Published September 21, 2023
9 months ago

South Africa's social grant system finds itself in hot water after experiencing several system failures which have left the 26-million beneficiaries without their much-needed funds. The system, accounting for roughly 17% of the country's tax revenue, while not always flawlessly operational, has been instrumental in the lives of numerous South Africans, providing crucial sustenance.

The government allocates over R22bn every month in social grants. Over 13 million children receive R500 every month, while around 4 million older people and an additional 1 million people with disabilities are granted R2,080 per month. A recent introduction to the system saw the provision of a R350 monthly social relief of distress grant to 8.5 million individuals.

However, an unsettling glitch last week highlighted potential systematic problems. This is reportedly the fourth failure of the system since Postbank took over the grant payments in October last year. The cause of the most recent malfunction remains unclear, with official sources simply citing 'a glitch' as the culprit.

The South African Social Security Agency (Sassa) revealed that Sassa and Postbank cardholders, who constitute nearly half the beneficiaries, were severely impacted by this malfunction. The extent of the impact remains unknown.

Last Monday, pensioners reported their inability to access the grants. Although Postbank claimed the issue was resolved by Wednesday, withdrawals through retailers were still problematic. This led beneficiaries to desperately run from one ATM to another, resulting in numerous reversal instructions at banks, and ultimately further delaying payments.

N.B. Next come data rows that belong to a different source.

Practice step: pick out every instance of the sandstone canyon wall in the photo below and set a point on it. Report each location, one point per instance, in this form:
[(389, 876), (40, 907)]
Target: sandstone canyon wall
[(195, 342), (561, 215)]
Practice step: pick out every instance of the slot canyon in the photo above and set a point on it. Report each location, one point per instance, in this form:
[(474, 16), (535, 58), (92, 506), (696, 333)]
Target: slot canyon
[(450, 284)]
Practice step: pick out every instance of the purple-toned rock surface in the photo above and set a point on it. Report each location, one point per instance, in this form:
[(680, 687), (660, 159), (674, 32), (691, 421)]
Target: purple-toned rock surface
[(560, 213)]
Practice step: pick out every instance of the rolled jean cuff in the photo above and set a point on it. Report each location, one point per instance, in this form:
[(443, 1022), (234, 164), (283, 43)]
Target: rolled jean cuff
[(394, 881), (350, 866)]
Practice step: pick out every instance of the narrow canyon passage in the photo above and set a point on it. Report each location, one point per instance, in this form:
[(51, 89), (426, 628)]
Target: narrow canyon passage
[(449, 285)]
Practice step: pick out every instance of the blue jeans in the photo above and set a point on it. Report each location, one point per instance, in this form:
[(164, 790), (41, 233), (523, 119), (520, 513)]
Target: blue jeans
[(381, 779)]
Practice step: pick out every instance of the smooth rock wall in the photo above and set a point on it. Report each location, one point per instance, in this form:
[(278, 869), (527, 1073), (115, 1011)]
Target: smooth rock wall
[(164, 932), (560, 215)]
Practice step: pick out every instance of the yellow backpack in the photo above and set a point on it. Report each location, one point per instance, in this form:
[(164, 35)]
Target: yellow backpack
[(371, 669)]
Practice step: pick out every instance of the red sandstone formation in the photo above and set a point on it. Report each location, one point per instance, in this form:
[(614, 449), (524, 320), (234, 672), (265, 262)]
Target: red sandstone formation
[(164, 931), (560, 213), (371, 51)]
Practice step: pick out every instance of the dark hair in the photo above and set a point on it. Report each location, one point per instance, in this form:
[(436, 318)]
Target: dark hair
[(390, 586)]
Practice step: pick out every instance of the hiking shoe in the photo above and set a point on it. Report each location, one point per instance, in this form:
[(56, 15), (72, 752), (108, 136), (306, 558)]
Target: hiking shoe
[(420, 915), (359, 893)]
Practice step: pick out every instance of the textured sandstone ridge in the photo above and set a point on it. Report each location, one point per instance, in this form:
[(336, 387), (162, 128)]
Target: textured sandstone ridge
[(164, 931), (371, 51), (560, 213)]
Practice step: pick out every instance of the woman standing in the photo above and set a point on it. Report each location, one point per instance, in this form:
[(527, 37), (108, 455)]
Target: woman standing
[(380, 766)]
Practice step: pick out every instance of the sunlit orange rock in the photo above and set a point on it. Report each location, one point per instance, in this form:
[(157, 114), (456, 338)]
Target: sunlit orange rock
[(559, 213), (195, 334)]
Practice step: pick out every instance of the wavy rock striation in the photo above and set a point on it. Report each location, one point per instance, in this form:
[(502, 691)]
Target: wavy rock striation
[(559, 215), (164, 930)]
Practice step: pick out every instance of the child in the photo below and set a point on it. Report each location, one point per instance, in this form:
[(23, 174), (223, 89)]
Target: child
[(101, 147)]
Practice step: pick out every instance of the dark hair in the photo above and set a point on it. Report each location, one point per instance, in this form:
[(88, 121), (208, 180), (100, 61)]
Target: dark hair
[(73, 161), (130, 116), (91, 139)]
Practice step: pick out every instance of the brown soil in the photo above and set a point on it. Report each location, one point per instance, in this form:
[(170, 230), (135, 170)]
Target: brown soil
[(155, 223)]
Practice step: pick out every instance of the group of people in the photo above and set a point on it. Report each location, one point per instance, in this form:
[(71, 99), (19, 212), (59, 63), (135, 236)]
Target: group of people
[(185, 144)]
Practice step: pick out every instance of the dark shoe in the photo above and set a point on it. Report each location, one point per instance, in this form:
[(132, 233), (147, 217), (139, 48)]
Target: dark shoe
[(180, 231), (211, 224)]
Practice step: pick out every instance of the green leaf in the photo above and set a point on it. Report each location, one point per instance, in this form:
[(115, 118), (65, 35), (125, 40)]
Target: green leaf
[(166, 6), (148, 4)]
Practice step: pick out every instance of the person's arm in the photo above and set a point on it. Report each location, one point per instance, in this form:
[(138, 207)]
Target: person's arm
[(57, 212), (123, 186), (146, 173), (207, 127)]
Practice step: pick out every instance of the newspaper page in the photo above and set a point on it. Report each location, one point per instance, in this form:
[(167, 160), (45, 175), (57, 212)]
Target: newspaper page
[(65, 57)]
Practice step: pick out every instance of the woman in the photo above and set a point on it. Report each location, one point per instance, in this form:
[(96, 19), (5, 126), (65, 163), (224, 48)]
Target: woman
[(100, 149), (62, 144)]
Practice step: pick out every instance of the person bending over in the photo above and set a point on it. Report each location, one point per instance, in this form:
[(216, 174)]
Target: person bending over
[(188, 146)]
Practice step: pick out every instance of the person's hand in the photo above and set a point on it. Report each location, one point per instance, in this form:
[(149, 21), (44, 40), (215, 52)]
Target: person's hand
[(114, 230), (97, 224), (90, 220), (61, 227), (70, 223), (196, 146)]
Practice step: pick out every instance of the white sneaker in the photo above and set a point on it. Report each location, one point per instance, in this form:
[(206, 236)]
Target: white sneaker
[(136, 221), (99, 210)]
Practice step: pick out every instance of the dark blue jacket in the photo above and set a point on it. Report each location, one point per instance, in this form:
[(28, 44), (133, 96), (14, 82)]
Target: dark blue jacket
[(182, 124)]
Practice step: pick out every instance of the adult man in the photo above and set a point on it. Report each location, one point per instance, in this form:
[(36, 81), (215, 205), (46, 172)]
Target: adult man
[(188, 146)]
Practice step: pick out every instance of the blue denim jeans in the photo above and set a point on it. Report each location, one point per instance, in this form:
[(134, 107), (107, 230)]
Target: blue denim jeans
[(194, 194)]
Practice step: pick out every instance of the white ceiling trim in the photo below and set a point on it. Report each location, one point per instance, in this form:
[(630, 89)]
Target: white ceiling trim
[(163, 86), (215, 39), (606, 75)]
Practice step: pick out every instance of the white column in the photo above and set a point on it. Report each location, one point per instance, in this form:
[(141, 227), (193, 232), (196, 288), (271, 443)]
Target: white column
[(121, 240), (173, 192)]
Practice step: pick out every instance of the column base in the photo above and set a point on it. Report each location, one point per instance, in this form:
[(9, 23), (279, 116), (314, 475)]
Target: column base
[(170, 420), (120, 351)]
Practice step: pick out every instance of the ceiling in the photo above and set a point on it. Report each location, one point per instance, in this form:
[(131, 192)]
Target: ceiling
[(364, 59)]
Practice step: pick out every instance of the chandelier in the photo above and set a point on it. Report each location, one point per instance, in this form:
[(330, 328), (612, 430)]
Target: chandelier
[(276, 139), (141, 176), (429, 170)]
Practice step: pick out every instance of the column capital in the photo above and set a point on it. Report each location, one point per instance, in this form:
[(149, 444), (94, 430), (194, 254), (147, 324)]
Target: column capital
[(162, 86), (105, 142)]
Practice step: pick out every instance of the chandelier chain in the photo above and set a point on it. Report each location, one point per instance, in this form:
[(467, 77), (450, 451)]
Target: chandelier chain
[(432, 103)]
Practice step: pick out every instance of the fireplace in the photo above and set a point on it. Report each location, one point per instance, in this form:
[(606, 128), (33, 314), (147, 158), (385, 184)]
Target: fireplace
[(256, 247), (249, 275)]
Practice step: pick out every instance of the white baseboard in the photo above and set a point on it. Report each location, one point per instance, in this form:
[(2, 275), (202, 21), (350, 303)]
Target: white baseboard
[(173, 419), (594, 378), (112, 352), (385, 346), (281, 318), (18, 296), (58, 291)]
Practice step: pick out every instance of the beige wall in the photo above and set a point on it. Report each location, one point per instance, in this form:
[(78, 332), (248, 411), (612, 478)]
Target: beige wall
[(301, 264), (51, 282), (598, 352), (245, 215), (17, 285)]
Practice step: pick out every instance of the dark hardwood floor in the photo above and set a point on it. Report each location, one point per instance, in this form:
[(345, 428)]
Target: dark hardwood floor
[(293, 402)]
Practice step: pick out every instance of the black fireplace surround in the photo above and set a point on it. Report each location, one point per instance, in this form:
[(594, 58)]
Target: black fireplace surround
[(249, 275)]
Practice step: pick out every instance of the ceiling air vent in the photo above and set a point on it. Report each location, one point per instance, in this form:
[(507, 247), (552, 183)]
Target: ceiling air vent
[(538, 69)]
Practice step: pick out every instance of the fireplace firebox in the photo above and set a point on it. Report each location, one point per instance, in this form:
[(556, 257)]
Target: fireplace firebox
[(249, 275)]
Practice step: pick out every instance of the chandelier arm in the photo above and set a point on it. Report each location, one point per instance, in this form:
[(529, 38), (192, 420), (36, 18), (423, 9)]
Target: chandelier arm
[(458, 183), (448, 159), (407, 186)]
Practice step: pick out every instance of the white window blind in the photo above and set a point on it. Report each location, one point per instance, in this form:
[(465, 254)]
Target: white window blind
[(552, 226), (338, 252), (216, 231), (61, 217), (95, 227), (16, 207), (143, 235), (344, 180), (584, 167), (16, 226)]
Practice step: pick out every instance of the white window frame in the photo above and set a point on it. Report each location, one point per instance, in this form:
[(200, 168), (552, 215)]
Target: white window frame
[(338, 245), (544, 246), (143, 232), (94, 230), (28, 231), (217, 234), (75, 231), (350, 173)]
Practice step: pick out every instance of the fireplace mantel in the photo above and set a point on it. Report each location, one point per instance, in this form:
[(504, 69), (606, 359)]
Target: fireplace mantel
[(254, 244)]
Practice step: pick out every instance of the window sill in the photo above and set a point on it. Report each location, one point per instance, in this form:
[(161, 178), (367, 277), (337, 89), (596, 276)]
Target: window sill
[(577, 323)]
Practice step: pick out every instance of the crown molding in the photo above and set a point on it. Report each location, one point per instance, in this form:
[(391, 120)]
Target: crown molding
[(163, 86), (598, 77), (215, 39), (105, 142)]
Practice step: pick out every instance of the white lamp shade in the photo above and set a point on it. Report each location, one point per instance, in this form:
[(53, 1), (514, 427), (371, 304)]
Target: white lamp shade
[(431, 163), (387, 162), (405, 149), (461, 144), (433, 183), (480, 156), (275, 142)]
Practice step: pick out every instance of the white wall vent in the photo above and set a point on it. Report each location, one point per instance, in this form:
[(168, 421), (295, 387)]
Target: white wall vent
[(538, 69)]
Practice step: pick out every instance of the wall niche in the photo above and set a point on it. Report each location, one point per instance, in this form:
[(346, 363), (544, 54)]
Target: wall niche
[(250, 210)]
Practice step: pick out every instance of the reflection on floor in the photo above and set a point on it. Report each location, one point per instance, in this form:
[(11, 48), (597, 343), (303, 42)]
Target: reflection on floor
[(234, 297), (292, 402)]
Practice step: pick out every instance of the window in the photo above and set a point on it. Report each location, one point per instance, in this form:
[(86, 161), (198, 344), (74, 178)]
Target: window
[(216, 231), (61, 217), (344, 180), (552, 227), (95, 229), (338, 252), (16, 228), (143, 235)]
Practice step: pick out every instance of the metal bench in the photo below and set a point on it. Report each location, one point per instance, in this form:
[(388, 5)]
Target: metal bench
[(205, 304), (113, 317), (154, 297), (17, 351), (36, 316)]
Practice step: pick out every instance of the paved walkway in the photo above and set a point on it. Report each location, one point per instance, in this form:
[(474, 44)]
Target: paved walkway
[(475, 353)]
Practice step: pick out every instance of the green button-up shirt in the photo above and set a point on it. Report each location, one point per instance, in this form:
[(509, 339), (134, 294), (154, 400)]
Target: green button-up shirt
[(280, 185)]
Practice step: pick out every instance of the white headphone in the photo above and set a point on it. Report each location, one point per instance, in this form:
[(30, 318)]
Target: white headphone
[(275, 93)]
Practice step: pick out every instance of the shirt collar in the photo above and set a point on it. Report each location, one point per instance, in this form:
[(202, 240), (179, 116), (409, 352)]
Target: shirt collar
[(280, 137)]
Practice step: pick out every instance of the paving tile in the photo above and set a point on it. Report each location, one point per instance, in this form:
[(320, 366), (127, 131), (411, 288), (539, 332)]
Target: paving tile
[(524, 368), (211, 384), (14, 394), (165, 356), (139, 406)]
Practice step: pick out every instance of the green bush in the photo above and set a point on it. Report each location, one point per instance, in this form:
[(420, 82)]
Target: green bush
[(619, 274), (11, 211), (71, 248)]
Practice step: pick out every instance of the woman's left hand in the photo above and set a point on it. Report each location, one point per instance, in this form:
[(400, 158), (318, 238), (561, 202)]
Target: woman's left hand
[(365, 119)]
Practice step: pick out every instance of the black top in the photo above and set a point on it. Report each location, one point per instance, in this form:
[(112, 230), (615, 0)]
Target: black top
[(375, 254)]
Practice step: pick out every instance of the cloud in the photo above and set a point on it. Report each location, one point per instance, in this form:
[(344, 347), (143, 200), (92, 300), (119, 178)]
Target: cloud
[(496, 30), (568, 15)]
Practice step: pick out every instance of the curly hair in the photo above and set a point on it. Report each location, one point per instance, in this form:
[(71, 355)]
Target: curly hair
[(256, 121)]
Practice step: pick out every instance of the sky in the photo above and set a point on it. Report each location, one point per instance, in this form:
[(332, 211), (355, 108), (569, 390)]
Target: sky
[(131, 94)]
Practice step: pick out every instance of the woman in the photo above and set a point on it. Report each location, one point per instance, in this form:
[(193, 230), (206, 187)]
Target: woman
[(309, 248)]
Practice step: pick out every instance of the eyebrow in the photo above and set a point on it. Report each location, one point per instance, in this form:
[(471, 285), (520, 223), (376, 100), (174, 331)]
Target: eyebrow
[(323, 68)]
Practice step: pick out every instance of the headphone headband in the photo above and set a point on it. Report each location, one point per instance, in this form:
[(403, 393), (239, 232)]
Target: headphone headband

Concerns have been rightfully raised about the SA Post Office’s capacity and infrastructure to effectively pay grants, as Black Sash previously expressed scepticism about their capabilities.

South Africa's social grant system acts as a lifeline for millions, preventing severe hunger and societal unrest. As such, the efficient functioning of this system should be a top priority for President Cyril Ramaphosa's government.